W3C home > Mailing lists > Public > public-xg-lld@w3.org > January 2011

Re: vocabs, metadata set, datasets

From: ZENG, MARCIA <mzeng@kent.edu>
Date: Thu, 6 Jan 2011 12:15:12 -0500
To: Karen Coyle <kcoyle@kcoyle.net>, Emmanuelle Bermes <emmanuelle.bermes@bnf.fr>
CC: Mark van Assem <mark@cs.vu.nl>, "public-xg-lld@w3.org" <public-xg-lld@w3.org>
Message-ID: <C94B62D0.12F09%mzeng@kent.edu>
I like the way Karen used in terms of building block or not... Also agree with Jeff's use of SKOS 'concept scheme' to define VIAF.

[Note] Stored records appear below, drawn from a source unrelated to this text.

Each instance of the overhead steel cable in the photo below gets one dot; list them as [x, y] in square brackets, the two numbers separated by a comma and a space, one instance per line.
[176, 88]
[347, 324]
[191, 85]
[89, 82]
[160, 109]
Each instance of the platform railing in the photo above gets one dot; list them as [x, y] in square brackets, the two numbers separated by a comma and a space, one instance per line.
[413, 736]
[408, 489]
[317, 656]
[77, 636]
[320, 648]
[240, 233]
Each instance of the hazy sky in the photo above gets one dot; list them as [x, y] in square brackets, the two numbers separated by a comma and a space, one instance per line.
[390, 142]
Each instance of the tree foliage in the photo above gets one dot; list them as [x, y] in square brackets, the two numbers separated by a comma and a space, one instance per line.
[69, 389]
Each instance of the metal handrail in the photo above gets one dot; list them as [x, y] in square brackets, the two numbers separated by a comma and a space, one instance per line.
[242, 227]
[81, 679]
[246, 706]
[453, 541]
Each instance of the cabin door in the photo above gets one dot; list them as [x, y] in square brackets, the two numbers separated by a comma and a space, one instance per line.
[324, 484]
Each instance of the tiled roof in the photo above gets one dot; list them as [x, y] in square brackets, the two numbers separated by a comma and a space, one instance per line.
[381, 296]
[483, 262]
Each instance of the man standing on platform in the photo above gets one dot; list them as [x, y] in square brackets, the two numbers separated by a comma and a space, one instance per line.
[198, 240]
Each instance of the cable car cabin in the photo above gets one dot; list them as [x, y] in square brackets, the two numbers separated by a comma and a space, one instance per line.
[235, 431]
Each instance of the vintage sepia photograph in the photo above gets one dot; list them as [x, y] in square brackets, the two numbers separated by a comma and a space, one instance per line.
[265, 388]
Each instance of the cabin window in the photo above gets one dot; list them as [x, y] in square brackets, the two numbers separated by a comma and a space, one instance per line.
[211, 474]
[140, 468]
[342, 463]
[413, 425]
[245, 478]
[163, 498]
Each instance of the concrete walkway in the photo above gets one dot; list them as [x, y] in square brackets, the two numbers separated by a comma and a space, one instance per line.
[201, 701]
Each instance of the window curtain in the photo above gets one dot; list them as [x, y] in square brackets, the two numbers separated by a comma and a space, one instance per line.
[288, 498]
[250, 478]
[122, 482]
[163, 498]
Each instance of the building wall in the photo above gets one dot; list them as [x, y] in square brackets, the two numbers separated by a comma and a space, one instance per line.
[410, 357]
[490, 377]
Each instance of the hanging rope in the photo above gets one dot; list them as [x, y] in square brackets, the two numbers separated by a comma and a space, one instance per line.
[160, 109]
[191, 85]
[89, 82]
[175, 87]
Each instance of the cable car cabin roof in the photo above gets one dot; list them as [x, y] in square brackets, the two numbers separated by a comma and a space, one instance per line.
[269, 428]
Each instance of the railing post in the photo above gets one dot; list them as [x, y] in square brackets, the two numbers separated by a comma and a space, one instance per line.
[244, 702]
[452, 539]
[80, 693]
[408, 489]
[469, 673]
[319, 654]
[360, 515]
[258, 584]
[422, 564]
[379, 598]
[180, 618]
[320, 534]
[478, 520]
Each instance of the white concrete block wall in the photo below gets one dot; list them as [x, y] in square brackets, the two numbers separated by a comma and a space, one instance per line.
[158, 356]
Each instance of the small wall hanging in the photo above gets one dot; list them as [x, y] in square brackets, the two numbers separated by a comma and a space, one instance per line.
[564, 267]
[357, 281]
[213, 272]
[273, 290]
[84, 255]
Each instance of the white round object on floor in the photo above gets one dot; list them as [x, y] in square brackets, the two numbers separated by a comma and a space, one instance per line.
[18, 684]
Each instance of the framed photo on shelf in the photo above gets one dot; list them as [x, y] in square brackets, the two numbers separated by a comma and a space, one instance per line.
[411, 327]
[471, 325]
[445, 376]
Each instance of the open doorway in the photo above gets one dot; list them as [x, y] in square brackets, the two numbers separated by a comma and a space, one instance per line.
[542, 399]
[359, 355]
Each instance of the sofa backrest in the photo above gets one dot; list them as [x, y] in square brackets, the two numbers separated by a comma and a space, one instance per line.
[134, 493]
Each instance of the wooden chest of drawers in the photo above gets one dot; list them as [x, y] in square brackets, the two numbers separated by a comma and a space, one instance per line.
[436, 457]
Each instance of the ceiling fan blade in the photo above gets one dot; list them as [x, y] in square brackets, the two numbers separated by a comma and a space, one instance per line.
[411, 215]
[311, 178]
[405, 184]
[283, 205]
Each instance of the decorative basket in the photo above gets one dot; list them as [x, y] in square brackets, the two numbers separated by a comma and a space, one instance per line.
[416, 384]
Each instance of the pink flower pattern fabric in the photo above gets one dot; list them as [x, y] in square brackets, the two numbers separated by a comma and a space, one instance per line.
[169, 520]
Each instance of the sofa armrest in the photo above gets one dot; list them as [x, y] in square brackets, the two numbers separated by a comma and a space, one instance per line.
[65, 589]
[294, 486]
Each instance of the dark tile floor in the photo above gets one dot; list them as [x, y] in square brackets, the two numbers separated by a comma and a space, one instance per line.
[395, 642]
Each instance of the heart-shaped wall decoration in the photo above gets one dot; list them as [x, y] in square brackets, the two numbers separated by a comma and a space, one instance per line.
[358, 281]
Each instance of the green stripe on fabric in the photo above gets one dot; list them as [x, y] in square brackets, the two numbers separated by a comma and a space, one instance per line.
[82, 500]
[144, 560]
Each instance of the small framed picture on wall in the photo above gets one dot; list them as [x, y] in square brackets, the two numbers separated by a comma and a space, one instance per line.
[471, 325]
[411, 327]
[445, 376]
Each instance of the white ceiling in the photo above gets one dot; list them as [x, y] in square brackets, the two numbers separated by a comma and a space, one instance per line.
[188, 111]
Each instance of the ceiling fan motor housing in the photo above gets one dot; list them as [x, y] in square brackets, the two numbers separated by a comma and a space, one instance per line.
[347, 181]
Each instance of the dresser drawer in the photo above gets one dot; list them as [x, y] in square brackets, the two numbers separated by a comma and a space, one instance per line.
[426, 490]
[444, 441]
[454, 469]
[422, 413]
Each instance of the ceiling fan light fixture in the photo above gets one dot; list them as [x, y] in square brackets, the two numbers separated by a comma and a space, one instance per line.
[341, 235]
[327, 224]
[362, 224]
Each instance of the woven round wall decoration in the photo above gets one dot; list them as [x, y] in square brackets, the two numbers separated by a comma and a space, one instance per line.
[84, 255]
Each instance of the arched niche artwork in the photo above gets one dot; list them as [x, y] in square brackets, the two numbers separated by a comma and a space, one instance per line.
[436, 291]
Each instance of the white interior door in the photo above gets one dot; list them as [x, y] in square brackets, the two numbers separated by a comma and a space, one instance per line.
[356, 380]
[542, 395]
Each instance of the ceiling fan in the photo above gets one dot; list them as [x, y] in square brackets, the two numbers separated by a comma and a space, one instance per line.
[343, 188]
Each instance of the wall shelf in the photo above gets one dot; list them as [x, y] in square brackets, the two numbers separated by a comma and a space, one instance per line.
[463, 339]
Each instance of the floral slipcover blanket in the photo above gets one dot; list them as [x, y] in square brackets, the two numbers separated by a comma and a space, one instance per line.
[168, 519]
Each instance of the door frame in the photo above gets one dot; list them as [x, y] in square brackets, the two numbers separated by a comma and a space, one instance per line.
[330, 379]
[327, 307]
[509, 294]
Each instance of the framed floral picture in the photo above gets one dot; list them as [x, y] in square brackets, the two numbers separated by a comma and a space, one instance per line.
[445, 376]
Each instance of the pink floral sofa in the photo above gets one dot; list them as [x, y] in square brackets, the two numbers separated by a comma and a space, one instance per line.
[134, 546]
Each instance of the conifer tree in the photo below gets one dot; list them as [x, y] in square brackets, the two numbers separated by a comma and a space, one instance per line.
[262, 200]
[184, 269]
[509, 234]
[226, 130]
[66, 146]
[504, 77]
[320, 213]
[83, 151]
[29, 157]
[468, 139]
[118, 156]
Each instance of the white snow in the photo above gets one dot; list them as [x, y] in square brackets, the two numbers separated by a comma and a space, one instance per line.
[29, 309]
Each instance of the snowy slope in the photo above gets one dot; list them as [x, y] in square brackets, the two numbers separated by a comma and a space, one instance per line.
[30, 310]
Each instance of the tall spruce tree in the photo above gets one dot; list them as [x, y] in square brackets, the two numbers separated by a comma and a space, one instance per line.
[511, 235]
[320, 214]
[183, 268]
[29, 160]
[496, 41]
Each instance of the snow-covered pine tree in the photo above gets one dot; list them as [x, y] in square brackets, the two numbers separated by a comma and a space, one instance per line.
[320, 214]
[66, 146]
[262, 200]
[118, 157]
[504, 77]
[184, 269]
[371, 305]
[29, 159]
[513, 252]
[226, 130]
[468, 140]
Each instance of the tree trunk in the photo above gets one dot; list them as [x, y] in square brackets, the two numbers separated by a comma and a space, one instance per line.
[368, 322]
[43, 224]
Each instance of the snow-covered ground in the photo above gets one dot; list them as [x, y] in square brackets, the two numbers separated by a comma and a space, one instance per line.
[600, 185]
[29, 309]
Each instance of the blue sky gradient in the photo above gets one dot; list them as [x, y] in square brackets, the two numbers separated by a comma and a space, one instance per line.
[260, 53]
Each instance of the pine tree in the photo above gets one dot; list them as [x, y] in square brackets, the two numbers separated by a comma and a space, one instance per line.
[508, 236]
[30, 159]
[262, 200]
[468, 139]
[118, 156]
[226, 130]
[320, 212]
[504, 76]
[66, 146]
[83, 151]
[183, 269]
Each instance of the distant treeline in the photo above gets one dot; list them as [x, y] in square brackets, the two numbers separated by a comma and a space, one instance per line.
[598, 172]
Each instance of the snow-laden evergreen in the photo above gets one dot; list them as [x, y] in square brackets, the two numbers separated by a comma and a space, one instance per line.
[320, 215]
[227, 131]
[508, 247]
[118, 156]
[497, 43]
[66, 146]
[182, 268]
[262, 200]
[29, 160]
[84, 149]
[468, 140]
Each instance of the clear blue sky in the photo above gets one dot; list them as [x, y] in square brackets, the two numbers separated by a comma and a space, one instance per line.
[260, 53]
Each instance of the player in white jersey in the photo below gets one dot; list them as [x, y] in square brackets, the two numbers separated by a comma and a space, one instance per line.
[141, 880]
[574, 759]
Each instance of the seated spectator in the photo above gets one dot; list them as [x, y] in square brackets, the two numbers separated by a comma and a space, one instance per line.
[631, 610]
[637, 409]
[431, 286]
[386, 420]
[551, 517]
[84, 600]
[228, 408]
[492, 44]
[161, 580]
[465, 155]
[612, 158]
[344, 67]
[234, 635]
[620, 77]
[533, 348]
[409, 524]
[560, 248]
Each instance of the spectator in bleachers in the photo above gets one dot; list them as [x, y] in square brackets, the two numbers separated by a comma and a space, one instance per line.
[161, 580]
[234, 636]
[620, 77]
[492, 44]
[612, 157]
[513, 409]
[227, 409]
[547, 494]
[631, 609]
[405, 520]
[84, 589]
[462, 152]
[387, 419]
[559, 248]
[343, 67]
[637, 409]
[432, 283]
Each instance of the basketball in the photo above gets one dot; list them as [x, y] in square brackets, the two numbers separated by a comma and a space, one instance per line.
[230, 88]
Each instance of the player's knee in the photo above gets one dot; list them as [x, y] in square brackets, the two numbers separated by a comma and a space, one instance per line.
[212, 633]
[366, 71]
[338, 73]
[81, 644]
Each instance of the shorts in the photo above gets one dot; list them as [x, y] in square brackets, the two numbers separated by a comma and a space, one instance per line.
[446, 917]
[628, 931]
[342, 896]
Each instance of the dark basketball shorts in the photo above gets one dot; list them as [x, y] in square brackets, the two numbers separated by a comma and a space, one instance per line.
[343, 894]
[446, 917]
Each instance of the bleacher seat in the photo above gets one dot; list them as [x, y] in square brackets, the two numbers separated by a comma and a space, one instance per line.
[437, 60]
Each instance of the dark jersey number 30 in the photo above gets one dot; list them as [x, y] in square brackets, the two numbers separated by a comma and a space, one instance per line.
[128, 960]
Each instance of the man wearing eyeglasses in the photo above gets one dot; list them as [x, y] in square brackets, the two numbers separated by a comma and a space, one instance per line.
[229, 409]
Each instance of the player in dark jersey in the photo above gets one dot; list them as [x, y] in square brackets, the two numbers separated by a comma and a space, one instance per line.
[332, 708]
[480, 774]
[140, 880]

 *   Regarding 'data sets':  To me, the 'data sets' we are talking about are structured data.  Outside in other places 'data sets' could be un-structured or semi-structured data (e.g., data.gov's raw data sets).
 *   Regarding 'value vocabularies':  In the conventional way we have used "knowledge organization systems (KOS)" for concept schemes (broader than "controlled vocabularies").  Most of the vocabulary types are clear such as pick lists, taxonomies, thesauri, subject headings.  But there is a group of 'metadata-like' KOS such as authority files and digital gazetteers.   They are/can be constructed as thesauri (e.g., The Getty Thesaurus of Geographic Names (TGN) and Union List of Artist Names (ULAN)).  Or, they can be in other structures.  It is the contents they include that made them also be referred to 'data sets'.   For example, in digital gazetteers not only the place names are controlled but also the place features, type, coordinates, and even maps are included.  Digital gazetteers can be used alone as data sets or be the value vocabularies used in structured data sets.  This might be like the VIAF situation, depending on how it is constructed or on how it is used.

My 2 cents.
Marcia

On 1/6/11 11:37 AM, "Karen Coyle" <kcoyle@kcoyle.net> wrote:

Quoting Emmanuelle Bermes <emmanuelle.bermes@bnf.fr>:


>  As for myself, I do have a few more comments :
> - I think the emphasis on value vocabs is too important in the current
> definition of dataset. It's actually creating confusion, in my view.
> - I'm wondering if we could use the term "instance" (a dataset is a
> collection of instance descriptions) or is it too implementation oriented ?
>


I'm not sure that the term "instance" will work -- even a value in a
list could be considered an instance, no?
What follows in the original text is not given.